Undertaking seagrass restoration for Sustainable Shellfish and drafting a management plan action guideline for seagrass restoration
Objective 1: To quantify the use value of seagrass meadows, namely invertebrate fisheries in two selected locations: Maputo and Inhambane Bays.
Objective 2: To widely describe the role of this fishery in the wellbeing of the communities by means of surveying availability of edible clams and snails, revenues and key actors involved in this fishery and document value chains to communities and related business such as markets and tourism.
Objective 3: To undertake a seagrass restoration in seagrass-degraded sites as documented and published for Maputo and identify possible restoration sites in Inhambane Bay and begin a pilot restoration program.
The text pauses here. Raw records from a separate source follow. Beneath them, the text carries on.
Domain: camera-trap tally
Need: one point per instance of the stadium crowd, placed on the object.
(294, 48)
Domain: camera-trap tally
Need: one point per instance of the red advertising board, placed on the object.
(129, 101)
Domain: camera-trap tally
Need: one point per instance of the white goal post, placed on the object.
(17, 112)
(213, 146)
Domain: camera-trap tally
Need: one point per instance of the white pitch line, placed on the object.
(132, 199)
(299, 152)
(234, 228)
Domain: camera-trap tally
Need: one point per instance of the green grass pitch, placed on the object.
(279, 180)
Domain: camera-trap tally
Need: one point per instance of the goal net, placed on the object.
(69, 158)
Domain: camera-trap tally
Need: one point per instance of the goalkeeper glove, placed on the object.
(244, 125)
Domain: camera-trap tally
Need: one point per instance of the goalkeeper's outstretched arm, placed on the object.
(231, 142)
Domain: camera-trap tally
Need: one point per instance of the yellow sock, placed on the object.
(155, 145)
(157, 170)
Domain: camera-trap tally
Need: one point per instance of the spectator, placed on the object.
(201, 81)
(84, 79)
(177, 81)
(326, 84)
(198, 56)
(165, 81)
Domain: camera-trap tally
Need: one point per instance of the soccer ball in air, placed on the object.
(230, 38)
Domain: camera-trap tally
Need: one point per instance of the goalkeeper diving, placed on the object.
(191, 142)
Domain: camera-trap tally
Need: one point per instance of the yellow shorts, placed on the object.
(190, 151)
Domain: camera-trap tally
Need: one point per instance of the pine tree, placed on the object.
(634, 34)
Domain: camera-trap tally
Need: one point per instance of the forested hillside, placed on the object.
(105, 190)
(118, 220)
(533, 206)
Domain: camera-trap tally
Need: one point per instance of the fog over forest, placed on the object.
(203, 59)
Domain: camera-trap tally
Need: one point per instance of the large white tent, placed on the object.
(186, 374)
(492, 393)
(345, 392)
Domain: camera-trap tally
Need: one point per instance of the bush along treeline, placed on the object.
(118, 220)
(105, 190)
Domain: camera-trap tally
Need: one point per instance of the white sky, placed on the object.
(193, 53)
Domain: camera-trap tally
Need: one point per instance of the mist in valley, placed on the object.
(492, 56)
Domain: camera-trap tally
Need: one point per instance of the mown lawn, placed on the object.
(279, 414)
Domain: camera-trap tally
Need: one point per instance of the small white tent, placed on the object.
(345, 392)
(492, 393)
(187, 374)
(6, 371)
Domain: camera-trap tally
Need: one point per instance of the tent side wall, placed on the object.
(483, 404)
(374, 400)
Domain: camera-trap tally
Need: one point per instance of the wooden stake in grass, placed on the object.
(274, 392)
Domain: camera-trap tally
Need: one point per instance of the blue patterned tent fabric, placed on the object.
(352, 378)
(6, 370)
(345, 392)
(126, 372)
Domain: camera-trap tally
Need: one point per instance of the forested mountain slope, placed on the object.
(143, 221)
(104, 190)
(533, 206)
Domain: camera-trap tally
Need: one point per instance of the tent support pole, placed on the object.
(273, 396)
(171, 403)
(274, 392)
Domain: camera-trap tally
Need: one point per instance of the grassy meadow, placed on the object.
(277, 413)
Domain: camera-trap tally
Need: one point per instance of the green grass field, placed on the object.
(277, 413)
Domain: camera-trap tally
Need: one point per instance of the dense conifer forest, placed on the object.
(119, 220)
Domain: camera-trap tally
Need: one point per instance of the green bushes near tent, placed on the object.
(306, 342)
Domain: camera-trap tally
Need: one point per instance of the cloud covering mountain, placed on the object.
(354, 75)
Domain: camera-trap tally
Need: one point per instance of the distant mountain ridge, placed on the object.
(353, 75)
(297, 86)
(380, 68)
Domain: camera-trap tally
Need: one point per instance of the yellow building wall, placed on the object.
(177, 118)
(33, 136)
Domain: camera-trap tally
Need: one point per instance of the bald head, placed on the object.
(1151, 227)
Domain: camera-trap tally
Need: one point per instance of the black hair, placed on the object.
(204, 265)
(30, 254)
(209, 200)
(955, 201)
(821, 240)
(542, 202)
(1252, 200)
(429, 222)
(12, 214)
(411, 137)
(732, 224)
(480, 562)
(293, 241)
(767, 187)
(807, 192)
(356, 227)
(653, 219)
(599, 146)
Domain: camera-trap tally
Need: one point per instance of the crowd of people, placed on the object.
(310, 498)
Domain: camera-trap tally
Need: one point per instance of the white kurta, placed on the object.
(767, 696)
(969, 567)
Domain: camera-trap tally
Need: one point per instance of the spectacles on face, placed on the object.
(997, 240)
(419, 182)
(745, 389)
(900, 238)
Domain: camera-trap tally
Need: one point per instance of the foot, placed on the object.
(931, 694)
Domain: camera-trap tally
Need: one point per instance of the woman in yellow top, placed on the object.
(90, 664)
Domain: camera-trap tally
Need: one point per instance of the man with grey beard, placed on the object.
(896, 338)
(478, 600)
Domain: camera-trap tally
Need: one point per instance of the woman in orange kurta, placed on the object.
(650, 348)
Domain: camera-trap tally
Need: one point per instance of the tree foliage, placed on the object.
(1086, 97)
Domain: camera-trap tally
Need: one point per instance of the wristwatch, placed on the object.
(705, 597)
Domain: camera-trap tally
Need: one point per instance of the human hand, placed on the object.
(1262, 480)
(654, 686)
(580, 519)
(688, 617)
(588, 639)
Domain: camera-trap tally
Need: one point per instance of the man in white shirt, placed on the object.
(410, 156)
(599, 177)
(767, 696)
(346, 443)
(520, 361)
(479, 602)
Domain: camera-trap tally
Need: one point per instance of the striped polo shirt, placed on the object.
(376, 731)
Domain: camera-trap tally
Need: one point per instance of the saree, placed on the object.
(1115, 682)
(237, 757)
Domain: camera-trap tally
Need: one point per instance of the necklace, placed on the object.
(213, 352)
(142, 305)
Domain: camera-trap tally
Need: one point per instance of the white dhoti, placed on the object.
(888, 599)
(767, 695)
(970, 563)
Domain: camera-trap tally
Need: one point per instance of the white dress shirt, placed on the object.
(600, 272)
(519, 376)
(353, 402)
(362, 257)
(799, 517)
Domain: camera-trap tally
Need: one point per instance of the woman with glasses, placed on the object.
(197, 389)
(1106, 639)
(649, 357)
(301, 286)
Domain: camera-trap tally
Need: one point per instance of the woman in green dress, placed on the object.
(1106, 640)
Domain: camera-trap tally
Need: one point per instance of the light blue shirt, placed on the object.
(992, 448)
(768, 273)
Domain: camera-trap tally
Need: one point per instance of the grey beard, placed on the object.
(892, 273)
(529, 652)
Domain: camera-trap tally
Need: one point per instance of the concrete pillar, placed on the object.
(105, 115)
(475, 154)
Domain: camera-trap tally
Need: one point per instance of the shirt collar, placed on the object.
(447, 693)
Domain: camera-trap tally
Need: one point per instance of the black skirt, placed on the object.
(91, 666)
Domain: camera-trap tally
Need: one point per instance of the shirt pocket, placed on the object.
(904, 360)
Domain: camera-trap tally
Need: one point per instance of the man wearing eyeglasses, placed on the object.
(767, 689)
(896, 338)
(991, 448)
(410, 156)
Objective 4: To document key good practices of invertebrate fisheries also seagrass conservation and specifically role of woman as generators of household income generating derived from seagrass invertebrate fisheries.
Objective 5: To draft a management action plan for seagrass meadows for Maputo Bay and add a seagrass component to the existing management plan for Inhambane Bay Community Conservation Network.
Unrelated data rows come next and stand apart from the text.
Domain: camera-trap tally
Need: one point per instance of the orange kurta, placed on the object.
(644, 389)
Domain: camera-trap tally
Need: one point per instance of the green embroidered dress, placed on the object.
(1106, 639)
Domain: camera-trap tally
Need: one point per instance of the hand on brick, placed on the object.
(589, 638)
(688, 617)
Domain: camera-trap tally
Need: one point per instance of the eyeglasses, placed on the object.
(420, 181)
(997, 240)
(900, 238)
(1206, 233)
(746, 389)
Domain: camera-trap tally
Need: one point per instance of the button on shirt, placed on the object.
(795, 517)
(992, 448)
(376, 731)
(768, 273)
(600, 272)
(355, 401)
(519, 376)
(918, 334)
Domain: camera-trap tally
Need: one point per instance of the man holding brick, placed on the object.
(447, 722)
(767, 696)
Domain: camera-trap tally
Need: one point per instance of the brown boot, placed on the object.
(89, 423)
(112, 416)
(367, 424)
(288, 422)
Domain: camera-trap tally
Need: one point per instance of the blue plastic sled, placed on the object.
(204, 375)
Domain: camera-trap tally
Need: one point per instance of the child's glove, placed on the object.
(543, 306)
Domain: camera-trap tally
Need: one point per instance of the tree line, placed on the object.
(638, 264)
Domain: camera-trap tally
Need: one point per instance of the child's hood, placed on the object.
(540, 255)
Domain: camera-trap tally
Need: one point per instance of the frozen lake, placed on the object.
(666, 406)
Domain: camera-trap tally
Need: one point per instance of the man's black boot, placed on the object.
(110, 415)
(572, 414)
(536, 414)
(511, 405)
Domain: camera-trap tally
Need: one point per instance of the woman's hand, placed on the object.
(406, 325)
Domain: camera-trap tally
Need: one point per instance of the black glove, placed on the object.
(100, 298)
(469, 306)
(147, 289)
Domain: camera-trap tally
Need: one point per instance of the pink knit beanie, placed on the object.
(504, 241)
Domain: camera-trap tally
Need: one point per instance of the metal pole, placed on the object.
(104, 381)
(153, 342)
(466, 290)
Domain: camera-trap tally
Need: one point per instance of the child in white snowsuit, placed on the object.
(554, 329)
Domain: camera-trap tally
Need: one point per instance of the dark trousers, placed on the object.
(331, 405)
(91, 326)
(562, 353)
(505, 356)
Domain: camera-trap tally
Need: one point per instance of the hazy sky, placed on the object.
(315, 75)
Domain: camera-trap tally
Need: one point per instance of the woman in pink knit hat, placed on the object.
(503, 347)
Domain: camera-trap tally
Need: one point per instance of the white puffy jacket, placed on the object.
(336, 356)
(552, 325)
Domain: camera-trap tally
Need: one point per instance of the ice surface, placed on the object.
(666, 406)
Seagrass meadows play a significant role in providing ecosystem services, including food and habitat for marine organisms (shellfish and finfish), as well as many important services to local communities in Maputo Bay (MB) and Inhambane Bay (IB), in southern Mozambique. For instance, in western MB more than 300 people, mostly women, assemble daily within seagrass dominated intertidal areas to harvest clams and other invertebrates for their basic livelihoods. However, in both sites, seagrass meadows have been threatened by anthropogenic pressures (e.g. use of destructive fishing gears) and natural causes (cyclones, flooding and related sedimentation) leading to an increasing loss of seagrass meadows. Nonetheless, effective conservation and restoration efforts of seagrass in MB and IB are still limited, given a lack of information and a need for awareness about the link between seagrass, fisheries and community well-being.
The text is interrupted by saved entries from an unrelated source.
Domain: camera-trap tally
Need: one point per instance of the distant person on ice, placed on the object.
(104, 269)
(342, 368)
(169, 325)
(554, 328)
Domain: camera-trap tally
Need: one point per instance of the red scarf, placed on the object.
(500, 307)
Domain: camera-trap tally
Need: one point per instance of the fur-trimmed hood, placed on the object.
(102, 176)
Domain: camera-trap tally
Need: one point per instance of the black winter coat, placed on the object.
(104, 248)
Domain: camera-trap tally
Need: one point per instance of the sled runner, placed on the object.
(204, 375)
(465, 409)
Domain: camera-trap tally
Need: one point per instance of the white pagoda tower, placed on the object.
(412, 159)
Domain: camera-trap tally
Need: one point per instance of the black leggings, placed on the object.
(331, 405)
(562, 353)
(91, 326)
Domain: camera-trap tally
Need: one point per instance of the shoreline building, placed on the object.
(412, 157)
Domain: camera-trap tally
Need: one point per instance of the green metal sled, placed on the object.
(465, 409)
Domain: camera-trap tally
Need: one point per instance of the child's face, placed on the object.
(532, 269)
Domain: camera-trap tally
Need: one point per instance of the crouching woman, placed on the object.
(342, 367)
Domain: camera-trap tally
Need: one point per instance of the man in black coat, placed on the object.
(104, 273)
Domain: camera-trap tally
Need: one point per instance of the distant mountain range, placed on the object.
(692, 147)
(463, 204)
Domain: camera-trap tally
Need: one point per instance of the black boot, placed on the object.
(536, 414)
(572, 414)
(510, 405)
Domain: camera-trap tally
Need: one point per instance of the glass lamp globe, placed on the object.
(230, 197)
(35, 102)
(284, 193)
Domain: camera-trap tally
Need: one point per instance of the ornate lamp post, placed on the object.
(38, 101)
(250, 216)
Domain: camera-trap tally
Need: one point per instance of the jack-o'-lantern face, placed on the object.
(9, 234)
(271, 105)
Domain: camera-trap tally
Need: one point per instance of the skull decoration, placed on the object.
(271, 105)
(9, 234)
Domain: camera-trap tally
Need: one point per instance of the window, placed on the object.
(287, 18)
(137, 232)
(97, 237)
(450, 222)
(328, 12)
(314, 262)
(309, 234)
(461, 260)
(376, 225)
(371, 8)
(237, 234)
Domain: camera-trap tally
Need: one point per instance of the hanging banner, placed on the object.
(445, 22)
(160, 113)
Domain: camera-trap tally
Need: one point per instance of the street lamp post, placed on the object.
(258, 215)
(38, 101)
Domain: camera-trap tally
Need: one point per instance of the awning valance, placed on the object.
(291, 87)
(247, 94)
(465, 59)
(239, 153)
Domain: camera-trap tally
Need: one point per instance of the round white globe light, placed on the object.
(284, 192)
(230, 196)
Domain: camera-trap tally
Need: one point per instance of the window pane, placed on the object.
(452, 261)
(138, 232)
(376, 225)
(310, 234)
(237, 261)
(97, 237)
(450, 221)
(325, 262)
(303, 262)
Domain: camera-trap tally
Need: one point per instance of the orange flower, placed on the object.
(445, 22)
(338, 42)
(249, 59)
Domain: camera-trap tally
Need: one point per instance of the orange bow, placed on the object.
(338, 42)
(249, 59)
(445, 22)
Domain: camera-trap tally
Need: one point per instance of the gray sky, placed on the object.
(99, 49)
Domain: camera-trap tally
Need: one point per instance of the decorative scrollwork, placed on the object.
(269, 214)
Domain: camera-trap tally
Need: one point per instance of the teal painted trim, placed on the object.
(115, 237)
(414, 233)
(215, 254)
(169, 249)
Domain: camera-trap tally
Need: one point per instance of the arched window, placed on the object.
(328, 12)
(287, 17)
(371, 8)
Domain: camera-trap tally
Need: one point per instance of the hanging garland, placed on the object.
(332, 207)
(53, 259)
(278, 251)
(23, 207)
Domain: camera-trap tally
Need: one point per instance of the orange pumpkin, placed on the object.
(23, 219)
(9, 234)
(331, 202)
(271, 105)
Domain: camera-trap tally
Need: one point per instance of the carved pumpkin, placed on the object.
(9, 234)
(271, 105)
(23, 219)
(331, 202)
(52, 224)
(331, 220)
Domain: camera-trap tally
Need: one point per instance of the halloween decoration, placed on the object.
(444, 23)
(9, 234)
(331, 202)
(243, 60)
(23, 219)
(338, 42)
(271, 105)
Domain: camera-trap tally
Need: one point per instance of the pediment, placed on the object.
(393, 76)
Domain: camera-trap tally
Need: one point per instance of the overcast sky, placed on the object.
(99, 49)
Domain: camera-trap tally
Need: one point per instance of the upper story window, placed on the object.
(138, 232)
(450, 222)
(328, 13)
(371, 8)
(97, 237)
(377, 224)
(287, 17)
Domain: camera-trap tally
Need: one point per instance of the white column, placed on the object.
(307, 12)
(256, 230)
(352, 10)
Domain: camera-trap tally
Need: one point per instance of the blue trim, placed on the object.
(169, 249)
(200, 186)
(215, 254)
This project intends to establish a seagrass plan of action that would deliver ecological, economic and socio-anthropological information on invertebrate fisheries and engage the local community in good practices for seagrass restoration and conservation. It will further assist in the implementation of national agendas (e.g the 2017 Marine Policy and Fisheries Law and Integrated Coastal Zone Management (ICZM) entailing blue carbon management and fisheries sustainability) and global agendas such as Sustainable Development Goal (SDG) 14.2 highlighting restoration initiatives to achieve healthy and productive oceans. Therefore, in order to achieve these objectives, the Eduardo Mondlane University (Department do Biological Sciences and Faculty of Arts Social Science), together with NGOs/CSOs and Municipalities will collaborate to develop an integrated knowledge of seagrass resources, ecosystem management and restoration practices in Maputo Bay and Inhambane Bay. The project specifically seeks to (i) document invertebrate fisheries, their use value; ii) document value chain of the invertebrate fisheries to communities; iii) undertake key good practices for seagrass restoration in MB and IB based on standard sediment (plug, sod) and sediment free (staple, rod) restoration methods.
The project is designed to directly benefit seagrass invertebrate fisheries gleaners, researchers and students. Indirectly, it will benefit the municipalities and government, private consultancies, NGOs and CSOs, and society in general. Moreover, the project implementation will take in consideration ethics and human rights, as well as incorporate and mainstream gender issues.